Le cinéaste établit un parallèle avec la crise du verglas de 1998, événement marquant du Québec qui n’a pourtant pas inspiré «des tonnes d’œuvres culturelles puissantes», observe-t-il.

Selon Simon Lavoie, le fait que les créateurs souffrent directement des mesures de confinement risque aussi de les décourager. «J’ai l’impression que les artistes voudront rapidement tourner la page, affirme-t-il. Je crains qu’il faille plusieurs années – une décennie – pour qu’on daigne à nouveau se replonger dans des récits qui illustrent ces histoires de confinement, de masques, de distanciation sociale et, surtout, de mort.»

Cela dit, si la situation venait à perdurer, les œuvres de demain devront refléter cette nouvelle réalité. Voilà justement un autre bâton dans les roues des créateurs  impossible de savoir combien de temps le confinement durera.

C’est particulièrement problématique au cinéma, étant donné que le processus de création d’un film, de la scénarisation à la postproduction en passant par le tournage, s’échelonne souvent sur plus de deux ans. «C’est difficile de prédire le monde dans lequel on vivra dans deux ans, commente Mathieu Denis. Comment faut-il le représenter? Ce n’est pas clair. J’ai l’impression que tous ceux qui écrivent des scénarios en ce moment se posent beaucoup de questions!»

Le temps fera son œuvre

Chose certaine, il faudra du recul pour mesurer l’impact qu’aura eu la pandémie chez les artistes. C’est ici que notre exercice de devin atteint ses limites. «On a beau créer autant qu’on le veut, on ne verra pas l’effet que ces œuvres auront tout de suite. Il faudra que le temps passe», rappelle l’historien Laurent Turcot.
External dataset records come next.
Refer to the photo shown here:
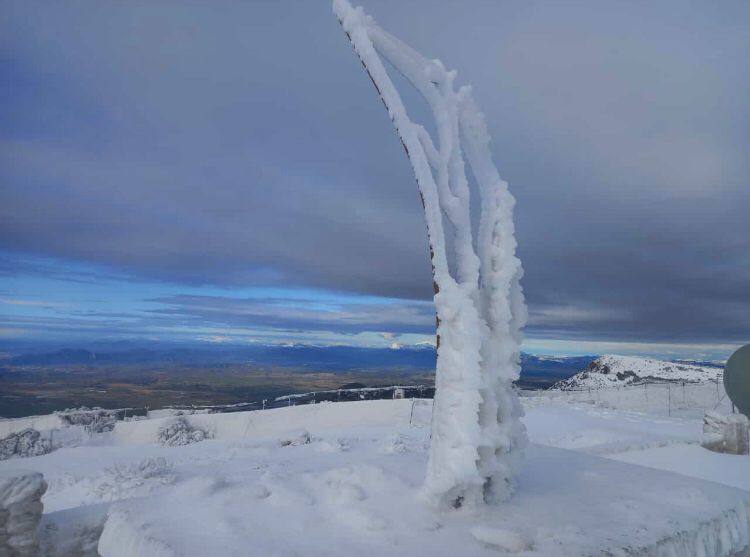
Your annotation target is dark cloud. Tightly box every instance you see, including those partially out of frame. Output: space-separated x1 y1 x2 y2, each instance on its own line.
0 1 750 341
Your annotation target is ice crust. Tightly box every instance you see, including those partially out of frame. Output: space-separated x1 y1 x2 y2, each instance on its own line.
333 0 526 507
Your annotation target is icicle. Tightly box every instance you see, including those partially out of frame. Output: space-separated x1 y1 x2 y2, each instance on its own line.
333 0 525 507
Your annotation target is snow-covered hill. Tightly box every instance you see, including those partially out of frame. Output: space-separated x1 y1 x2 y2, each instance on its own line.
552 355 723 391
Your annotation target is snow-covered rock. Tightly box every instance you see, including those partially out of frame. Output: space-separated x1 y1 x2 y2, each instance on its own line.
551 355 723 391
158 416 213 447
0 470 47 557
0 428 53 460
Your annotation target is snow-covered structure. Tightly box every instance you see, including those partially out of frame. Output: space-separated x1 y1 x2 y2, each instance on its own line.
333 0 526 507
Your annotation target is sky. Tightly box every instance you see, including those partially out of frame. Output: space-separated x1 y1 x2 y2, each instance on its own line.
0 0 750 357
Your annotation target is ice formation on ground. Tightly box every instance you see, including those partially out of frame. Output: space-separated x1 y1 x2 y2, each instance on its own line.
333 0 526 507
0 428 53 460
0 383 750 557
0 469 47 557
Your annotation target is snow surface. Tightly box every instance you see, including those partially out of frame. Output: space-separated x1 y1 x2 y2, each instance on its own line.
552 355 723 390
0 394 750 557
0 468 47 557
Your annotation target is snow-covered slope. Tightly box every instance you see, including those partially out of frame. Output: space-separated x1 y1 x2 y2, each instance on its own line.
552 355 723 391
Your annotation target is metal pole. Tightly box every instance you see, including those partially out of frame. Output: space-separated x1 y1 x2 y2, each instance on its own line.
667 383 672 416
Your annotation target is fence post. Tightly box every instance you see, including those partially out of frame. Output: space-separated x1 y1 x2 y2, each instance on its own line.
667 383 672 417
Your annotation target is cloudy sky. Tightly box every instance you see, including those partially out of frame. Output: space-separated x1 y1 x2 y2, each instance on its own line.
0 0 750 356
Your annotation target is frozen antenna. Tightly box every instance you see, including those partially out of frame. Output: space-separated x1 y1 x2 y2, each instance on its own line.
333 0 526 507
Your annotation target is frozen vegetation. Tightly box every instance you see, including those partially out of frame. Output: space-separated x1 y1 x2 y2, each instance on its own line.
0 469 47 557
0 428 52 460
333 0 526 508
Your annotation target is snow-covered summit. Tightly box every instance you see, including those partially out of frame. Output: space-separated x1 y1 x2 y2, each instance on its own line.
552 355 723 391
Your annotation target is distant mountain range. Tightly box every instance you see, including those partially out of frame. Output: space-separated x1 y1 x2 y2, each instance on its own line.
552 355 724 391
0 345 596 388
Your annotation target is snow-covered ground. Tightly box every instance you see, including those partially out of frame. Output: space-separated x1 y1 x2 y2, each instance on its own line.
0 383 750 557
552 355 723 390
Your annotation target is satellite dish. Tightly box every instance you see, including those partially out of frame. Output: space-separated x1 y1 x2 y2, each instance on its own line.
724 344 750 418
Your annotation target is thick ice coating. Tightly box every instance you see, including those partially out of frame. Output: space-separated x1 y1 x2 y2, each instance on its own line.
333 0 526 506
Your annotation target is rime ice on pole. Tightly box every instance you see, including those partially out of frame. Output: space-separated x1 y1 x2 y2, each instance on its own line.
333 0 526 507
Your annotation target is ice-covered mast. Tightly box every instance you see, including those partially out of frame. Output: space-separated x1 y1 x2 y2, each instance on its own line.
333 0 526 507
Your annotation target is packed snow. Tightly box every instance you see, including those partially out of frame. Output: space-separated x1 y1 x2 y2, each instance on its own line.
552 355 723 390
0 384 750 557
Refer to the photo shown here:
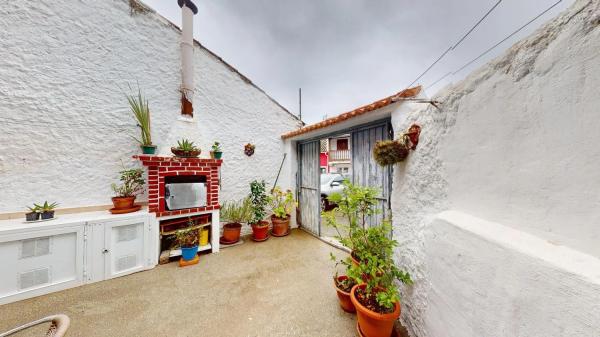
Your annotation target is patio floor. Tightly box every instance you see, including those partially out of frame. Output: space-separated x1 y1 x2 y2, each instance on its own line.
0 230 356 337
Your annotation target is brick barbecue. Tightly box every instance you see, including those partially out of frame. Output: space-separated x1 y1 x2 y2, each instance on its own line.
133 155 223 217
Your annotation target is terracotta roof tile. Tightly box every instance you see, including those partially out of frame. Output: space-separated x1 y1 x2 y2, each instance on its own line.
281 86 421 139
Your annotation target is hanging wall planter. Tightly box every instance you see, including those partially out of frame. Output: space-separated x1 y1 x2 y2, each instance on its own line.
244 143 256 157
373 124 421 166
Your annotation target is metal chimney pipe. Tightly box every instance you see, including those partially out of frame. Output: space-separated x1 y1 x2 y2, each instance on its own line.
177 0 198 116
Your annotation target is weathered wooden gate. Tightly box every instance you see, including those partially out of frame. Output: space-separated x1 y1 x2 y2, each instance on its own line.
352 121 393 225
298 140 321 236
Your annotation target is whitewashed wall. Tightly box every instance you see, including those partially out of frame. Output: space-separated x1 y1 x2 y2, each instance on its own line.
392 0 600 337
0 0 298 213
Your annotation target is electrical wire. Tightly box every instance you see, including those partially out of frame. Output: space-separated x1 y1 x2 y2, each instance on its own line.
406 0 503 89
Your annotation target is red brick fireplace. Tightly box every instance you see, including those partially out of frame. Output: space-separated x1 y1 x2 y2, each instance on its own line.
133 155 223 217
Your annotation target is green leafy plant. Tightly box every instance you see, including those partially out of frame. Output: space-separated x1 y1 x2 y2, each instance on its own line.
248 180 269 224
29 201 58 213
220 198 254 224
126 87 152 146
176 138 198 152
269 186 296 219
26 204 42 213
373 139 410 166
323 181 412 313
111 169 145 197
212 142 222 152
175 219 199 248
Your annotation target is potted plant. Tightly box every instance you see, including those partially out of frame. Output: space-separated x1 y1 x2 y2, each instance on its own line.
25 204 40 221
348 221 412 337
322 180 380 264
111 168 145 213
220 198 254 244
175 221 199 261
171 138 201 158
330 253 356 313
33 201 58 220
127 87 156 154
249 180 269 241
210 142 223 159
269 186 296 236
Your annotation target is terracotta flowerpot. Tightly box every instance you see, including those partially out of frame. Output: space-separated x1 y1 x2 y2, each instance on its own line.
333 275 356 313
252 220 269 241
350 284 400 337
223 223 242 243
112 196 135 209
271 214 290 236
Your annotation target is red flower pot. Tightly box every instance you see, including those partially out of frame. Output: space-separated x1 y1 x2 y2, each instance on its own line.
271 215 290 236
252 220 269 241
350 284 400 337
223 222 242 243
333 276 356 313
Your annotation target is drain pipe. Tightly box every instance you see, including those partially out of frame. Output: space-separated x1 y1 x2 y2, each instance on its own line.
177 0 198 117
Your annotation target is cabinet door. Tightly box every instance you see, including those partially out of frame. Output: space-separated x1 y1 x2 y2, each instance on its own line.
103 218 148 279
0 223 84 304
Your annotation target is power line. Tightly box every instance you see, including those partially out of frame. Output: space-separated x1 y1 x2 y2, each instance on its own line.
452 0 562 75
426 0 562 88
406 0 503 89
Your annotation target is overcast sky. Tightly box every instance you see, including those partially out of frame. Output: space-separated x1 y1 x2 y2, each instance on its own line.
143 0 574 123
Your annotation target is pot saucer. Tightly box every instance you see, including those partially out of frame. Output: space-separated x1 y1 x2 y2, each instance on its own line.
356 322 400 337
108 205 142 214
269 228 292 238
219 236 240 245
252 235 269 242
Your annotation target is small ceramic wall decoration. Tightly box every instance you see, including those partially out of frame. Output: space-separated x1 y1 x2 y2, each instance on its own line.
244 143 256 157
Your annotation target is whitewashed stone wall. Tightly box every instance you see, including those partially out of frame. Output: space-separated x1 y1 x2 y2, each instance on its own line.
0 0 298 213
392 0 600 337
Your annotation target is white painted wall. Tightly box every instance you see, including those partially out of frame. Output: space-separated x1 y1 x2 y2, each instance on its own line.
0 0 298 213
392 0 600 337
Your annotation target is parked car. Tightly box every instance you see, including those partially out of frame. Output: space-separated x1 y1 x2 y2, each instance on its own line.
321 173 347 211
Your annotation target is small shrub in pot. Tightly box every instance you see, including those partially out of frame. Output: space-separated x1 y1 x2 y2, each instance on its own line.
248 180 269 241
210 142 223 159
111 168 145 210
269 186 296 236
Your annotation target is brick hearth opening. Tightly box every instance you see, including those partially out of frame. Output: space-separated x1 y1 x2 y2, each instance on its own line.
133 155 223 217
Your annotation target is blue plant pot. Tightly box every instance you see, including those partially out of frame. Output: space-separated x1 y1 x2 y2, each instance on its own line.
181 246 198 261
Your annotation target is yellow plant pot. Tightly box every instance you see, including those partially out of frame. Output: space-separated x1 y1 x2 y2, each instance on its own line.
200 228 208 246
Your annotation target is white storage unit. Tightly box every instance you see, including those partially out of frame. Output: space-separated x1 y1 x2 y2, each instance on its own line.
0 211 158 304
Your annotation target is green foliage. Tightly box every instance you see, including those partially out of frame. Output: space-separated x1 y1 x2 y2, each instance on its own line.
373 140 409 166
111 169 145 197
126 87 152 146
269 186 296 218
323 181 412 309
175 219 199 248
212 142 222 152
27 201 58 213
248 180 269 224
177 138 198 152
220 198 254 223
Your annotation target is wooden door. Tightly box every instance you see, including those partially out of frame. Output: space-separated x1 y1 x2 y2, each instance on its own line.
298 140 321 235
352 121 393 224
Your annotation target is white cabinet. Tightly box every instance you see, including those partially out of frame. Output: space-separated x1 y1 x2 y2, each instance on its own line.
0 212 158 304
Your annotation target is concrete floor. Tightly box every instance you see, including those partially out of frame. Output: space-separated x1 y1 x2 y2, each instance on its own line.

Ce à quoi renchérit Mathieu Denis: «Les œuvres très collées dans le temps sur un événement en question sont rarement les plus éloquentes, parce qu’il faut du temps pour comprendre l’impact durable de l’événement sur nos vies et ce que ça a provoqué en nous.»

Se voit-il lui-même écrire un film sur le sujet dans quelques années? «Peut-être qu’un jour, dans 5 ou dans 10 ans, j’aurai quelque chose à ajouter sur l’événement, que j’en aurai tiré des conclusions ou que je m’interrogerai sur les impacts qu’il a eus. Je ne peux pas exclure ça, mais dans l’immédiat, je ne considère pas avoir grand-chose d’intéressant à dire sur le sujet.»

Pour sa part, à l’exception de l’écriture d’un roman qui se déroule dans le passé, toutes les chroniques qu’écrit Heather O’Neill pour diverses publications portent actuellement sur la pandémie. «C’est ce qui intéresse les gens, souligne-t-elle. Ce serait trop bizarre d’écrire sur autre chose.»